For young math students, there is a debate about how often they should be allowed to use a calculator. On one side of the argument, people say that handheld calculators should not be used at all until a certain age; at an arbitrary level, now students have “earned the right” or are “old enough” to use calculators for their math homework. Looking at the other extreme, some home school or classroom teachers let their students use calculators for everything. What is the proper way to use calculators when teaching (or learning) math?

There isn’t much debate about what can happen when kids to use the calculator too much, too early. They become dependent on it, and they get mathematically lazy. If allowed to grab the calculator for a simple operation: 13 X 3, students can get sloppy and after making a mistake, assume the answer on the screen is the correct one.

There are reasons, however, why math students should use calculators. This can be enabled by classroom teachers or home school teachers correctly to enhance four aspects to the developmental learning of math.

Calculator Use Tip #1: Calculators can help in demonstrating concepts

Being able to key in complicated numbers and operations is sometimes an advantage to learning number patterns or rules. The calculator can be used to prove that larger answers result when multiplying by increasing numbers; smaller answers result when multiplying by amounts between zero and one. Teachers can show patterns to repeating decimals and their relationships to fractions. When exploring linear equation function graphs, students can input different slope values or coefficients to see how the graphs change. The speed of the tool greatly enhances the discovery of patterns or numeric rules. This will be an advantage in the study of Algebra, for example.

Calculator Use Tip #2: Calculators can help to apply real world applications

When students need measure dimensions and apply concepts of area and volume, for example, they can use a calculator. In the real world, things are not measured in whole numbers; dimensions are in reality messy to work with and inexact. In learning a concept, students should first work with simple numbers. Then they move on into decimals and fractions as they encounter examples of real measurements. Studying area, kids will have to work with rational amounts, and solving problems will force them to make calculations quickly and as accurately as possible. The calculator can help with this, and, as part of the learning, students will discover the value of decimal places and significant digits.

Calculator Use Tip #3: Calculators can help in estimation

When doing a measurement problem where the distances are inexact, the calculator can help with the answer, but how does the student know it is correct? This is an opportunity for estimation skills. If the rectangular board measures 12.67 inches by 3.14 inches and you need to find its area, how do you know that your answer cannot be the number showing on your calculator: 72.345 ? Estimate by rounding the dimensions to 13 by 3 inches, and realize that your answer should be slightly more than 39 square inches. Using calculators is a prime opportunity to reinforce the skill of estimating your answer first, then doing the calculation.

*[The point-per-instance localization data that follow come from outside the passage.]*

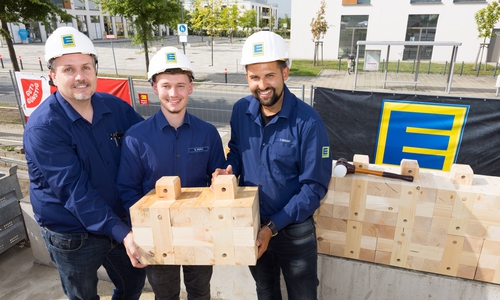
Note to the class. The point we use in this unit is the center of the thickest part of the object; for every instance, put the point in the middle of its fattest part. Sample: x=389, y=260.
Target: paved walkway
x=211, y=67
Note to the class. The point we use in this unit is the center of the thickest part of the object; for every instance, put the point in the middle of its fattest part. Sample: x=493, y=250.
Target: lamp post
x=181, y=2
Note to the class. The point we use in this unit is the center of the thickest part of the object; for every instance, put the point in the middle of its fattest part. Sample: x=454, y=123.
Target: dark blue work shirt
x=73, y=163
x=153, y=149
x=289, y=159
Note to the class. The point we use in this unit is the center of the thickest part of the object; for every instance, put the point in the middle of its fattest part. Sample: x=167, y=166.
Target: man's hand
x=263, y=237
x=227, y=171
x=132, y=252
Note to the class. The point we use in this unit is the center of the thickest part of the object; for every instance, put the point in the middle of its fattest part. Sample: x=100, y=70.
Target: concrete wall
x=339, y=278
x=388, y=22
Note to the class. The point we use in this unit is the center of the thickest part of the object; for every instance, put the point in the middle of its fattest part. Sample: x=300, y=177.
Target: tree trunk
x=10, y=46
x=212, y=44
x=146, y=50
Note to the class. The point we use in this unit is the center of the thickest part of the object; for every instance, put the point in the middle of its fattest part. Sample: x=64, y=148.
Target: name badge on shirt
x=325, y=152
x=198, y=149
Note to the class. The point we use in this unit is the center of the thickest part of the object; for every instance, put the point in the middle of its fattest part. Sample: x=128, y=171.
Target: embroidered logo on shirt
x=325, y=152
x=68, y=40
x=198, y=149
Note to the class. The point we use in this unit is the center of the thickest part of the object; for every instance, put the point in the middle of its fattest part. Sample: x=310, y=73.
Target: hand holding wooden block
x=195, y=226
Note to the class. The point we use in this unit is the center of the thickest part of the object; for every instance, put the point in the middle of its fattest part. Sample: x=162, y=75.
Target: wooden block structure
x=442, y=222
x=195, y=226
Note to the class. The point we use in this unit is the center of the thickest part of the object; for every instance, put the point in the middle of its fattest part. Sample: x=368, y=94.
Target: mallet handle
x=384, y=174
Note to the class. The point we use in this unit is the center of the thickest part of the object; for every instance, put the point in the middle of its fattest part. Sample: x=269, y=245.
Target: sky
x=284, y=7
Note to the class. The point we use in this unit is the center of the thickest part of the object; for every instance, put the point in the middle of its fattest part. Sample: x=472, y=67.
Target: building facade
x=392, y=20
x=89, y=19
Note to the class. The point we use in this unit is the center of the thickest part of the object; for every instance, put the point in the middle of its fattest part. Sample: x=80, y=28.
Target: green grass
x=306, y=67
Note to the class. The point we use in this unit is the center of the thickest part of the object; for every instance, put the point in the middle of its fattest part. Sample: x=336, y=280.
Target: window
x=420, y=28
x=93, y=5
x=352, y=30
x=79, y=4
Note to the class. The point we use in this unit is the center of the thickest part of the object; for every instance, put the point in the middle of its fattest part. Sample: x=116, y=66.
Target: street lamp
x=181, y=3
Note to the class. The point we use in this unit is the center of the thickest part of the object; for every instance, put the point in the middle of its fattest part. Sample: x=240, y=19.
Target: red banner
x=34, y=88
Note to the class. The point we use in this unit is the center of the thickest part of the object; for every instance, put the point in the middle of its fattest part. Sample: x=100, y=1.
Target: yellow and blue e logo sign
x=68, y=40
x=430, y=133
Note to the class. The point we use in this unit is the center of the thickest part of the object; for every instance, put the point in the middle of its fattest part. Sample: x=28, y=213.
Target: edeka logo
x=68, y=40
x=32, y=89
x=430, y=133
x=258, y=49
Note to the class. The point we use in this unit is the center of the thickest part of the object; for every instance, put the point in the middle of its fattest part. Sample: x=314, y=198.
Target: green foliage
x=146, y=16
x=319, y=26
x=486, y=18
x=248, y=20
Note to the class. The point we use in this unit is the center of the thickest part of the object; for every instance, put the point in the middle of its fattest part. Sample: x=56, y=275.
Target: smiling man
x=72, y=164
x=170, y=143
x=279, y=144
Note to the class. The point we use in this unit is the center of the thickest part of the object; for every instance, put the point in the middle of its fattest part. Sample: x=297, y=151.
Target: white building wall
x=388, y=22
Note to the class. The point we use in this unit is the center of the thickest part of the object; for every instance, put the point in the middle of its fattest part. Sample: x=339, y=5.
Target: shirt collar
x=162, y=122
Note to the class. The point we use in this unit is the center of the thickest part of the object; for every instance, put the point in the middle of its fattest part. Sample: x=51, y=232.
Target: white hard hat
x=68, y=40
x=264, y=46
x=168, y=58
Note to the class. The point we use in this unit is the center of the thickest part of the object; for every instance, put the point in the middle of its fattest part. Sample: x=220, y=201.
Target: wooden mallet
x=343, y=167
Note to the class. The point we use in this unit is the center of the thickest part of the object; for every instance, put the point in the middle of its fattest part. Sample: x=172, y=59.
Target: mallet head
x=343, y=167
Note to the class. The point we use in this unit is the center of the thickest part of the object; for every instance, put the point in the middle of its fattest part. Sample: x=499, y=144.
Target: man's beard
x=270, y=102
x=82, y=96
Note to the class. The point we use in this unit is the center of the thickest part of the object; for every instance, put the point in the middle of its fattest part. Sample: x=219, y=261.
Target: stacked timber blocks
x=195, y=226
x=442, y=222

Calculator Use Tip #4: Calculators will be used in the work of work

Isolated in the classroom or at home, math students often wonder how their current unit of study applies to their real world. By being allowed to use the calculator properly in their math class, they will gain an appreciation for the great tool it is. Calculators speed up the problem solving process, but cannot think for themselves. They are only as accurate as the person whose fingers pressed the keys and used the proper operations. If correctly developed, the use of calculators in school will teach children the real world skill of using the right tool for the job. When working for a boss or for themselves in their own business, students in the future will need to properly analyze a situation, figure out a strategy for solving a problem, use the proper tools, develop a way to check the answer, and clearly communicate the results. Handheld calculators or computer applications or programs will be an integral part of this process. The classroom experiences with a calculator will help students to become comfortable and competent with this powerful learning tool.

Like any tool, calculators are only machines that might be misused. But if students are taught how to use them in ways that improve their future success, these technology tools will not be a crutch. Test to see if the math student can get the general idea of the concept by estimating the answer or can verbalize the problem solving sequence. After that, they can use the calculator to do the number crunching or experiment with different outcomes. A good teacher can then expect his students to be able to justify their results. The calculator is an integral part of this learning and thinking process.